Haiti History and Political Context

The Republic of Haiti occupies one-third of the Caribbean island once called Hispaniola. Ayiti (Haiti in English Translation), meaning mountainous land, was home of the Arawak and Taino people. Their rapid genocide brought Enslaved West Africans starting in 1505 (Clément, 1979). The island was known as the pearl of the Antilles, for French colonizers as Haiti’s rich soil produced great wealth for various European nations under the auspices of chattel slavery of West African people. The unprecedented Haitian Revolution of 1804 is a marker in world history that is silenced in historical canons and yet made Haiti the first Black republic.

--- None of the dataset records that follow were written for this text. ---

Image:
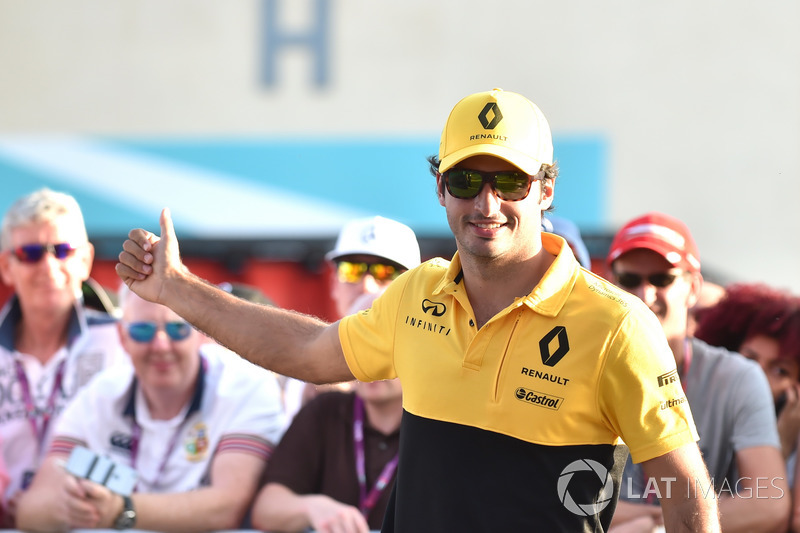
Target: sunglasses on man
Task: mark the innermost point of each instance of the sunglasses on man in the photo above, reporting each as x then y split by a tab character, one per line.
145	331
33	253
508	185
354	272
660	280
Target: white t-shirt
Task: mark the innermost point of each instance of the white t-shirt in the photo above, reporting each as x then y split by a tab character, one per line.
93	344
237	408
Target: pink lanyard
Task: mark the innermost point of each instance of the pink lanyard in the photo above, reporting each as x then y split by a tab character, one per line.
39	429
367	501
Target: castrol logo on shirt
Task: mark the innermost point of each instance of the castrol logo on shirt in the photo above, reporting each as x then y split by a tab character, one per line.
540	399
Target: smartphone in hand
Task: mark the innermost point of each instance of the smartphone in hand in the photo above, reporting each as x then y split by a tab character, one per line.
102	470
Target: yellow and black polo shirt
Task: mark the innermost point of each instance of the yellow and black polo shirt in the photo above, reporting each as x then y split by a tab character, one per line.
518	426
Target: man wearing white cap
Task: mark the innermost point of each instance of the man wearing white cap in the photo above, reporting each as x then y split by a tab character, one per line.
369	254
522	373
655	258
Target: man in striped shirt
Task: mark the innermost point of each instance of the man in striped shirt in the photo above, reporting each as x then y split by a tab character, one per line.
194	421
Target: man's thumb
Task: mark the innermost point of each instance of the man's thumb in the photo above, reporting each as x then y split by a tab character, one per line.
167	229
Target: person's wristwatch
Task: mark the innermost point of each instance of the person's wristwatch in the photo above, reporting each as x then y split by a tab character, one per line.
127	518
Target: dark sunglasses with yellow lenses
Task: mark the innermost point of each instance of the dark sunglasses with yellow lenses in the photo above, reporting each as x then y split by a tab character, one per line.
629	280
507	184
353	272
145	331
33	253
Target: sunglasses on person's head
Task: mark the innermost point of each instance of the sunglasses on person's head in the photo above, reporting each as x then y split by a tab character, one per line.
629	280
145	331
353	272
33	253
509	185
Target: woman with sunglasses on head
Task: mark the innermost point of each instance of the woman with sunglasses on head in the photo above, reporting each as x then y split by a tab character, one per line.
51	344
189	424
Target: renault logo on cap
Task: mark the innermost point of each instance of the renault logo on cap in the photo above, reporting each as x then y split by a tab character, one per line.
492	110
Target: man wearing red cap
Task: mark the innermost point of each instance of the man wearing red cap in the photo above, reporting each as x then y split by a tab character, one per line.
522	373
655	258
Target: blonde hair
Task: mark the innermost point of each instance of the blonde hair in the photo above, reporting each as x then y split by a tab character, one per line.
43	205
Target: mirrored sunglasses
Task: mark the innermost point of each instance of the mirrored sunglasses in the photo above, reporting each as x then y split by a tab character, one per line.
351	272
629	280
146	331
33	253
507	185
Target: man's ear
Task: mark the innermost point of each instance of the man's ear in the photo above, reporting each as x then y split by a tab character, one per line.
547	192
440	188
696	288
5	268
87	260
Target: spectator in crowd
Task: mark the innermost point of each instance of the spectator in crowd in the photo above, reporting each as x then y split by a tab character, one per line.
369	254
517	366
198	428
763	324
335	467
50	343
655	257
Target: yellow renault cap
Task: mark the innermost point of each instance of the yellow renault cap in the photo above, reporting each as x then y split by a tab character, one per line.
499	123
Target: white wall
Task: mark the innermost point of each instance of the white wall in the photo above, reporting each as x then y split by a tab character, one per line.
699	101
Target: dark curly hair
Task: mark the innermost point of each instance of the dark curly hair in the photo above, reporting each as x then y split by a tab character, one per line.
748	310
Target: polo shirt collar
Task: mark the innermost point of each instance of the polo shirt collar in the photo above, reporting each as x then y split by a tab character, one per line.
550	294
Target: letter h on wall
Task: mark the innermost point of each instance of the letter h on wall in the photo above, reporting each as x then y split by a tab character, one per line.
277	39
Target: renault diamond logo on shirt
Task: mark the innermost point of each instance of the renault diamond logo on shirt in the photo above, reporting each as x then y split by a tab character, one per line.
434	308
492	110
554	346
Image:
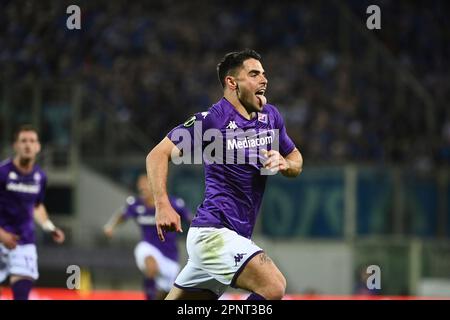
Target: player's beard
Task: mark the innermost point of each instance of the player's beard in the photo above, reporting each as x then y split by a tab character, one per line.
25	160
247	99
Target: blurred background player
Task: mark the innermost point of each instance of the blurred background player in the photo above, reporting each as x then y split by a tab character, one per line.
157	260
22	188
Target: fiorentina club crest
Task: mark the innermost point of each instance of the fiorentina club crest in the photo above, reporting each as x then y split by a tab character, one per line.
262	117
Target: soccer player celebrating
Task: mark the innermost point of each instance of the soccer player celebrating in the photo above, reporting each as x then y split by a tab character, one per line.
219	245
157	260
22	188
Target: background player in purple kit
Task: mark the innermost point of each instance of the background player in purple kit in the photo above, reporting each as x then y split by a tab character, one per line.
157	260
218	242
22	188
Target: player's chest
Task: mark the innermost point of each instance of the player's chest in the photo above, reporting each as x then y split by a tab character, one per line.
25	188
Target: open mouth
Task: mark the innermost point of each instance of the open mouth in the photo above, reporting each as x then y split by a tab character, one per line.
260	95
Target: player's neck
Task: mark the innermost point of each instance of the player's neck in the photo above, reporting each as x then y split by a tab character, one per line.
232	98
23	165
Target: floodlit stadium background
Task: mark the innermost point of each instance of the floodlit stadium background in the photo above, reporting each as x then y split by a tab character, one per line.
367	109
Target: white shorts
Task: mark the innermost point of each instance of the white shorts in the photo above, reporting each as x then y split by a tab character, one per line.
216	258
168	269
21	261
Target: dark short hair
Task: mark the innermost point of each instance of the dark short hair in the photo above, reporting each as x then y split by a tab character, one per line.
22	128
233	60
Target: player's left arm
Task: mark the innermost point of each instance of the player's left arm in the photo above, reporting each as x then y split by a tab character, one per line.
290	166
41	216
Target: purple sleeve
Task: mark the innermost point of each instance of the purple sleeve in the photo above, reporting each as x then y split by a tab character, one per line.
41	196
129	212
286	144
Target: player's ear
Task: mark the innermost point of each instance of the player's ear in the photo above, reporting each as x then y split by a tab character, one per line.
230	81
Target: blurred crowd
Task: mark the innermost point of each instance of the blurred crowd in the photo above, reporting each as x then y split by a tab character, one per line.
152	64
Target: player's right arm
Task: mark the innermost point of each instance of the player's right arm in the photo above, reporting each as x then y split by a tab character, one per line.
8	239
157	164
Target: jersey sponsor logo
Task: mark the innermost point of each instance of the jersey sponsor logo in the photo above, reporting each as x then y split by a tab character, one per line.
12	175
146	220
262	117
24	188
140	209
257	140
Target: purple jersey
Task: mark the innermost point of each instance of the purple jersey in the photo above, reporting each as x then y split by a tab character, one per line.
233	189
145	218
19	195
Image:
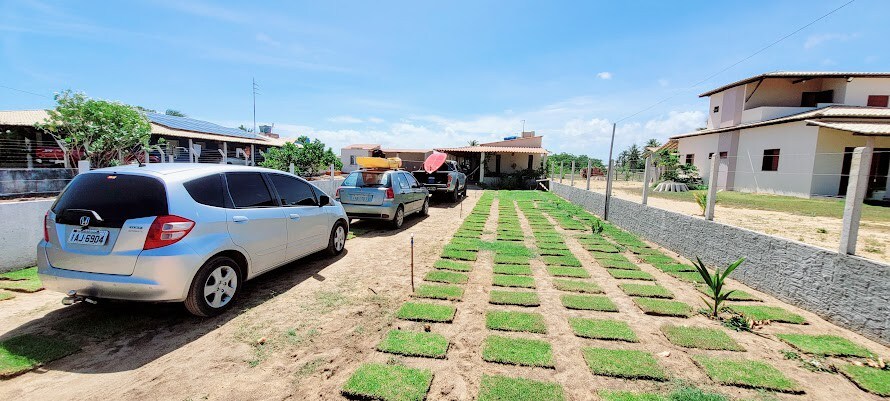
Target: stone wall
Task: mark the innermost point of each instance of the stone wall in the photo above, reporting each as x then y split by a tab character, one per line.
847	290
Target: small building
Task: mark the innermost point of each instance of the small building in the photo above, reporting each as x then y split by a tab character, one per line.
487	162
793	133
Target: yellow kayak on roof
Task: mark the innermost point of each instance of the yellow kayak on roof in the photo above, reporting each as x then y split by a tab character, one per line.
378	162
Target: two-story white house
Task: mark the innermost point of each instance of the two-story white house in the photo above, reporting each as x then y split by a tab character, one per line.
793	133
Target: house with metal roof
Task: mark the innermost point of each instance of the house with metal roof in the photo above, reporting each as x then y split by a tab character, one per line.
793	133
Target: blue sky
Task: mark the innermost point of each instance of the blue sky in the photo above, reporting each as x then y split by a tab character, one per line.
423	74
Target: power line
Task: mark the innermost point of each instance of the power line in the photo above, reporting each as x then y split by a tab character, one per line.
738	62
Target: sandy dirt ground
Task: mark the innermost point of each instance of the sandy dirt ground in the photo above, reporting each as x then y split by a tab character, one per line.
299	332
825	232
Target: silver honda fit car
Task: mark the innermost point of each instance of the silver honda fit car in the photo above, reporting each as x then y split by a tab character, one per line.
187	233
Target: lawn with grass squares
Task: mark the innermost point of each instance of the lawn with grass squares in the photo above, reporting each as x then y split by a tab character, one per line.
588	302
517	351
630	274
411	343
873	380
502	388
25	352
746	373
663	307
602	329
560	271
434	291
646	290
587	287
515	321
771	313
523	270
445	264
442	276
426	312
500	280
519	298
700	337
826	345
628	364
374	381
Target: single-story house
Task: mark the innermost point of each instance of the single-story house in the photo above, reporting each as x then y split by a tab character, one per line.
793	133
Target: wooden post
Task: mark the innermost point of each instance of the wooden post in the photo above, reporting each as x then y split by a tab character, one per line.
572	181
856	188
647	176
712	186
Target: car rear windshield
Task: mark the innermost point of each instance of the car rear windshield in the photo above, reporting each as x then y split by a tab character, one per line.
115	198
367	179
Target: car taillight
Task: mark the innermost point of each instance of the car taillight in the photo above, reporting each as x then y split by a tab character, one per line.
46	226
167	230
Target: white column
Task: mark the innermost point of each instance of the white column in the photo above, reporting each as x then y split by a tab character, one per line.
712	186
647	176
856	188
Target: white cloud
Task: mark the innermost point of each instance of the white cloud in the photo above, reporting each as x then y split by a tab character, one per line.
346	120
819	39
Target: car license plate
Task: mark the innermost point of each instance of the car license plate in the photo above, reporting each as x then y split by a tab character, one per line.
361	198
88	237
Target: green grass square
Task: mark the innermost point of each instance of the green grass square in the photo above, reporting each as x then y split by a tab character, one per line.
515	321
502	388
746	373
587	287
646	290
772	313
520	298
410	343
588	302
508	259
569	261
700	337
458	255
376	381
513	281
434	291
873	380
442	276
523	270
445	264
602	329
826	345
576	272
663	307
426	312
25	352
630	274
517	351
628	364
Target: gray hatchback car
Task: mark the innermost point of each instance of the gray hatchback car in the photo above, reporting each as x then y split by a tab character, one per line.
182	232
383	195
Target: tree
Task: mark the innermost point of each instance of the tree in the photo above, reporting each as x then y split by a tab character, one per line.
105	132
308	157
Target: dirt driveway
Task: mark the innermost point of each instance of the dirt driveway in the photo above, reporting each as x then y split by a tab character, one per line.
298	332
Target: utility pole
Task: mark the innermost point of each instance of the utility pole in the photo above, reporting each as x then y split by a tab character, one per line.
609	176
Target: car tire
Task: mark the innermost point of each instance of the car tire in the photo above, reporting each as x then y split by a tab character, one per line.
398	218
215	288
425	209
337	241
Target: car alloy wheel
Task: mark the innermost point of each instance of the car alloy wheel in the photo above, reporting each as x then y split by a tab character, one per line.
220	286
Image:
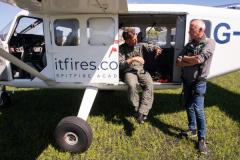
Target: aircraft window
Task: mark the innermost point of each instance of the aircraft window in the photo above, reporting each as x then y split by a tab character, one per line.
161	35
208	28
4	31
67	32
138	31
29	25
100	31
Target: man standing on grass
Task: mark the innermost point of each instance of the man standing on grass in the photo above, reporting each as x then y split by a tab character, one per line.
195	60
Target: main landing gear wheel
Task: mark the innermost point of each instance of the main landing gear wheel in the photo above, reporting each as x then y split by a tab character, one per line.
5	100
73	134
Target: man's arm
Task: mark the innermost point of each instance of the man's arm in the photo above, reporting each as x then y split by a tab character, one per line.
207	51
184	61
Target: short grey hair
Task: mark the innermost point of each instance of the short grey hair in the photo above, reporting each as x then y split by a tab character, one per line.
200	23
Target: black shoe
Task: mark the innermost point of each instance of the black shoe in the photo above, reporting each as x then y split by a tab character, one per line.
189	133
141	118
202	147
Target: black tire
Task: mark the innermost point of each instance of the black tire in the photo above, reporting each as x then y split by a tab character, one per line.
73	134
5	100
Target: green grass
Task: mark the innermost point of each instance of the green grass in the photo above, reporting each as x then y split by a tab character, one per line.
26	128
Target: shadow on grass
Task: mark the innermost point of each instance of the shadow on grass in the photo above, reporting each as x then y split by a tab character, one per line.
26	128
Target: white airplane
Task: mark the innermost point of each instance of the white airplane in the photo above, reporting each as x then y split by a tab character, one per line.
74	44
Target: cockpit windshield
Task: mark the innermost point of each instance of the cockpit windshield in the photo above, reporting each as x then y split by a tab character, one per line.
4	31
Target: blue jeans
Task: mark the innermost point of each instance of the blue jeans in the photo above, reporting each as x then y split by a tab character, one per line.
194	103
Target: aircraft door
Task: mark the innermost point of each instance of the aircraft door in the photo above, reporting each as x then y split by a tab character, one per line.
27	43
85	49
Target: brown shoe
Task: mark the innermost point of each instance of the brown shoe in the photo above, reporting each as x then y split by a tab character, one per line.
202	147
141	118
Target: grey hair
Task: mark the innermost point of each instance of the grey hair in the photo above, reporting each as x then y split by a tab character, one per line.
200	23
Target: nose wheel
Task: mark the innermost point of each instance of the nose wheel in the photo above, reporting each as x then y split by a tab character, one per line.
73	134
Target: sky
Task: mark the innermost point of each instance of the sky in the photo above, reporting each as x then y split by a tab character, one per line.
7	12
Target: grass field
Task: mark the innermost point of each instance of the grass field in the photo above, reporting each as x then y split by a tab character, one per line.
26	128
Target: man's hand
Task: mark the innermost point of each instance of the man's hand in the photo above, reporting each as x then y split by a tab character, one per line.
157	51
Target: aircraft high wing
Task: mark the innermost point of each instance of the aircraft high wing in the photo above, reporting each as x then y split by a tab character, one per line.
72	6
75	44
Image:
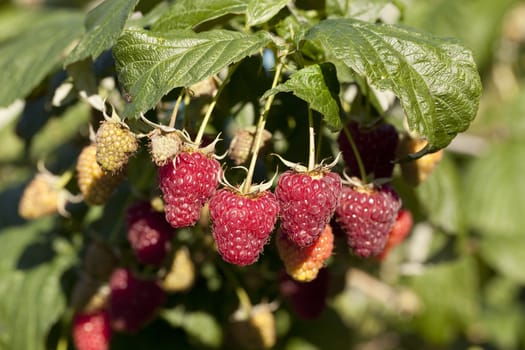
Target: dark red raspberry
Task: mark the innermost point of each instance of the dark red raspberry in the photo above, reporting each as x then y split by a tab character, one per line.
148	233
376	146
366	215
133	301
398	233
307	299
91	331
307	201
242	224
187	183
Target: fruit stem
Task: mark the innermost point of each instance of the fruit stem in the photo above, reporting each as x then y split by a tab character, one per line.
64	332
357	156
213	103
311	141
175	110
319	141
260	128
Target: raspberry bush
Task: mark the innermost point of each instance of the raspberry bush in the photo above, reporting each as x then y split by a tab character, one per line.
247	174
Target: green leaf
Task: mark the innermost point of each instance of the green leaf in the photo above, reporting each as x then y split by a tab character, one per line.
483	18
440	196
448	292
365	10
261	11
30	285
505	255
317	85
29	57
494	190
103	24
436	80
189	13
151	64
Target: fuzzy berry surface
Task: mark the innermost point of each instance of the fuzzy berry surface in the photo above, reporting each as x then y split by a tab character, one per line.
306	299
399	231
115	144
367	215
187	183
133	301
163	147
241	224
149	234
307	202
95	184
303	264
40	198
376	146
91	331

Despite this powerful revolution, Haiti struggled to establish a political and economic foundation. This republic maintained a dual society with a minority wealthy elite class (Prou, 2009) and a majority of the population dependent on a stagnant plantation economy (Bellegarde-Smith, 1990). They have since survived under a series of unstable and at times corrupt political regimes including world powers imposing debt, and decades of political embargo and occupation (Bellegarde-Smith,1990; Prou, 2009). This includes the saturation of approximately 11,000 largely American NGOs that absorb much of the economic and political power in the country (Bellegarde-Smith, 2011). Collectively, these events have significantly impacted the education system of the country.